The Wackenhut case was settled, but not before U.S. District Judge Daniel Hurley dismissed the RICO claims; the terms were kept confidential. Hurley agreed that the right to recognize a union was a property right, but said that union campaigns are not necessarily aimed at taking away that right. Instead, he found that union pressure on a company in pursuit of a lawful organizing campaign amounts to legal coercion, not extortion.
In the Cintas case, U.S. District Court Judge William Pauley III also found the company was not accusing the unions of unlawfully seeking to organize — only of disrupting business activities to pressure the company to accept a lawful organizing campaign. In dismissing the suit, Pauley noted that the First Amendment protects unions that use coercion or harassment to these ends.
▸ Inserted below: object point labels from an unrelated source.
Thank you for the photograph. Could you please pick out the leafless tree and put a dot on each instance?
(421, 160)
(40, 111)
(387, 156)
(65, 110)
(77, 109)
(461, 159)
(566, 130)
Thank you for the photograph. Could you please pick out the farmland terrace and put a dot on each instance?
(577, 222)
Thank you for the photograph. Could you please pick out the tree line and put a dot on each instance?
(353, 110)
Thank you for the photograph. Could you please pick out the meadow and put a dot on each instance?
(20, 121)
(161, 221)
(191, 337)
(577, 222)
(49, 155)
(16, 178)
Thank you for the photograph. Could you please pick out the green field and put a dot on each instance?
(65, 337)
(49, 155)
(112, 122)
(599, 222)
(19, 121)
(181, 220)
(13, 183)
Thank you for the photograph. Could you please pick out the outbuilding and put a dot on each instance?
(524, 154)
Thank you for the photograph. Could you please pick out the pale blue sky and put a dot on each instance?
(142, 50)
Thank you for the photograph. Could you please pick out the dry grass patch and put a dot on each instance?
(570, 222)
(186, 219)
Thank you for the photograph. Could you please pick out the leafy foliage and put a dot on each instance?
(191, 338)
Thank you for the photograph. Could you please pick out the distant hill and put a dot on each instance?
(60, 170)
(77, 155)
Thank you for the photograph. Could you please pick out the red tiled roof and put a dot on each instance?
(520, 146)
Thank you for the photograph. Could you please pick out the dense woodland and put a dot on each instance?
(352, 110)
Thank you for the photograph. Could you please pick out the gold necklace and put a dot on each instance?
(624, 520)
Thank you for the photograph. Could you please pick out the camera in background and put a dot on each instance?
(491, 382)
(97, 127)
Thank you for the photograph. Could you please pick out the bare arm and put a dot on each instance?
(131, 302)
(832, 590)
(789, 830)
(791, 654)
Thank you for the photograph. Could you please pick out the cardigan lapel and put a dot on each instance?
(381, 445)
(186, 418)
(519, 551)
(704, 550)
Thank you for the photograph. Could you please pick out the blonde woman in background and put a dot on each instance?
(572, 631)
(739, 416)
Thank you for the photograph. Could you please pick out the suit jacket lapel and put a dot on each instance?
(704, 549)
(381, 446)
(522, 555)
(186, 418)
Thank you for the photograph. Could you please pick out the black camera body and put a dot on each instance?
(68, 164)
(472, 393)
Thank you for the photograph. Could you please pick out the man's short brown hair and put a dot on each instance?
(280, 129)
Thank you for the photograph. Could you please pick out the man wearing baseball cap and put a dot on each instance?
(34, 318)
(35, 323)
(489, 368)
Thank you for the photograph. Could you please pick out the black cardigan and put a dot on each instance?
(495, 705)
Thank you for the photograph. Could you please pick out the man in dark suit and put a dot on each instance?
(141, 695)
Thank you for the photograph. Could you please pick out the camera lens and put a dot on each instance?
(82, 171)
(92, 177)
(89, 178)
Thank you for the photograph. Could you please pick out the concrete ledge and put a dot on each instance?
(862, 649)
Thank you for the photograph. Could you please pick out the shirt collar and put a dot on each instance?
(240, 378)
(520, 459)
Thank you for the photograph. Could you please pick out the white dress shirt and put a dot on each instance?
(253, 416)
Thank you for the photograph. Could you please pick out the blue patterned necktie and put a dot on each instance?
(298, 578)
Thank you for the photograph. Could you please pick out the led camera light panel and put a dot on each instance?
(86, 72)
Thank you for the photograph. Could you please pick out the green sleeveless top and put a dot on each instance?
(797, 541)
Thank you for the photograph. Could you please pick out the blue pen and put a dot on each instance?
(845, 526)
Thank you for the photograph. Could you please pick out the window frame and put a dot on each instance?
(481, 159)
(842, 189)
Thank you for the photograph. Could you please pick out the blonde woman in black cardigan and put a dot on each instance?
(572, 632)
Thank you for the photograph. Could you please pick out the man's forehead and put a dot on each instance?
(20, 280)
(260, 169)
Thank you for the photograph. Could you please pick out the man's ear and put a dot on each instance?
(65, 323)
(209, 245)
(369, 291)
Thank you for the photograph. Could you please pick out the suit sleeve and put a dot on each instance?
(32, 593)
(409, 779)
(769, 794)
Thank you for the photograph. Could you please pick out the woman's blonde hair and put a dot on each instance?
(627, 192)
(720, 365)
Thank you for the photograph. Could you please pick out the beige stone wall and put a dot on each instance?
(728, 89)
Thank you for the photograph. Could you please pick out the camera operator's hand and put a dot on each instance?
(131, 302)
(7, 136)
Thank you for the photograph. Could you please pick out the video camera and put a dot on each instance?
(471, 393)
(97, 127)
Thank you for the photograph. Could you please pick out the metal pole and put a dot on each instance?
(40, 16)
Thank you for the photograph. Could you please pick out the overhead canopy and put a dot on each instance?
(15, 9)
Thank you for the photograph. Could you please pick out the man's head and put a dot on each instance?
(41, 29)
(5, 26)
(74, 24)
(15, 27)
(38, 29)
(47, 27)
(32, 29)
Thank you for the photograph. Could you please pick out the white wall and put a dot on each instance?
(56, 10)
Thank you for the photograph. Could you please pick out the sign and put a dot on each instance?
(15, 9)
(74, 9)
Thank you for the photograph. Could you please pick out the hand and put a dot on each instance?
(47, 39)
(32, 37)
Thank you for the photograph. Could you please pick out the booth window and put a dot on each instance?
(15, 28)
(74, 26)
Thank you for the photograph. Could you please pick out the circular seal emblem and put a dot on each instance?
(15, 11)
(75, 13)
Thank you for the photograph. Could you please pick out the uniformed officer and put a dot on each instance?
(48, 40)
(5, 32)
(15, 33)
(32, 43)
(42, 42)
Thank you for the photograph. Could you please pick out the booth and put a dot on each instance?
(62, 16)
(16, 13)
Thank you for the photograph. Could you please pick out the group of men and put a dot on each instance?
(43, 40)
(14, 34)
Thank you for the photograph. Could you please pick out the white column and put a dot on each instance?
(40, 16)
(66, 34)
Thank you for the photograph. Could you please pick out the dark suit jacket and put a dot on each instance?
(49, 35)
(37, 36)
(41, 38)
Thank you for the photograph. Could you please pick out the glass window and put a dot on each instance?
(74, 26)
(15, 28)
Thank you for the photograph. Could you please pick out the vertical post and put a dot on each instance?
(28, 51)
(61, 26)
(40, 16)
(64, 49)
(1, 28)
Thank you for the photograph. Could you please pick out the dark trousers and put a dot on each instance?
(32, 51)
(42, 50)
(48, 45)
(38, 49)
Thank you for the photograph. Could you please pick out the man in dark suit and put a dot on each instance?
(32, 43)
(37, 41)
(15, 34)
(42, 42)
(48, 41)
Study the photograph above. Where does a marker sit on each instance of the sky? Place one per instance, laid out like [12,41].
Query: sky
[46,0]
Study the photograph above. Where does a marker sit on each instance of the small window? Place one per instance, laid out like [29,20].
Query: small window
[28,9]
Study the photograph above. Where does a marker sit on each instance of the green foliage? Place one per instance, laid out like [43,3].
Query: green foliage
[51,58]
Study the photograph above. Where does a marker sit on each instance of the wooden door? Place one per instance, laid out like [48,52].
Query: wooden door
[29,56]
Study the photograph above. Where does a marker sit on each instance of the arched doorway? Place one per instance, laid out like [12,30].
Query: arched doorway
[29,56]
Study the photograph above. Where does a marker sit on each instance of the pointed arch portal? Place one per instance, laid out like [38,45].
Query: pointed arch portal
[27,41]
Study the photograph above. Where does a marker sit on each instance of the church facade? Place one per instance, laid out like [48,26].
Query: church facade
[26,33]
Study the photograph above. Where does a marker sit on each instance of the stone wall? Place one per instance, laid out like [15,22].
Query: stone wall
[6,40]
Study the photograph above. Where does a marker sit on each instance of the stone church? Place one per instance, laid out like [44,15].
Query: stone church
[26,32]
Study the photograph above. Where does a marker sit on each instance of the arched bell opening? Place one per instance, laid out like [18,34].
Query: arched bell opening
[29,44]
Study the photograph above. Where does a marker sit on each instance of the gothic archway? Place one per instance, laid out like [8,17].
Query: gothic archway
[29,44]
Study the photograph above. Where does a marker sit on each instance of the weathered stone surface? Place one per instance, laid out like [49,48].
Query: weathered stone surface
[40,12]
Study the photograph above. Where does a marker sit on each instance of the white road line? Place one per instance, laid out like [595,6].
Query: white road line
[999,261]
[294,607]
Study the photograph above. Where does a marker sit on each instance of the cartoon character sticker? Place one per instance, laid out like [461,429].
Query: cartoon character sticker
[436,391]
Robert Stern, general counsel for Sodexo, said RICO was “a perfect fit” for the company’s claims. The law is “well-suited to a long-term, comprehensive set of attacks like this,” he said. “The more recent cases show under the right circumstances, RICO is perfectly suited to a corporate campaign.”
Sodexo’s lead counsel in the SEIU suit is Gregory Robertson of Hunton & Williams in Richmond, Va., who also represented Smithfield. Robertson, through a Hunton spokeswoman, declined to comment. But a May 2009 article he co-authored in The Corporate Counselor with Hunton colleague Kurt Larkin discussed the case for using RICO in opposing union campaigns.
“The conventional wisdom is that big cases can be time consuming, distracting to top executives and counsel, and very costly. In addition, they can be difficult to prove,” they wrote, referring to the Cintas and Wackenhut dismissals. But, they added, “the alternative of doing nothing, or simply responding with a traditional public relations strategy, can often be worse.”
Attorneys from Washington’s Bredhoff & Kaiser represent the SEIU, according to a union spokeswoman, but declined to comment while the litigation is pending. Bredhoff attorneys worked on defense teams in the Smithfield, Wackenhut and Cintas cases.
Brudney, who published an analysis of previous applications of RICO to union campaigns in the May 2010 Southern California Law Review, said the Smithfield case proved that simply by surviving a motion to dismiss, a RICO action can be enough to break up a union campaign.
“Your ultimate goal [as a union] is not to win a lawsuit, it’s to organize,” he wrote. “If judge says…that union is a racketeer, it makes it much harder to organize.”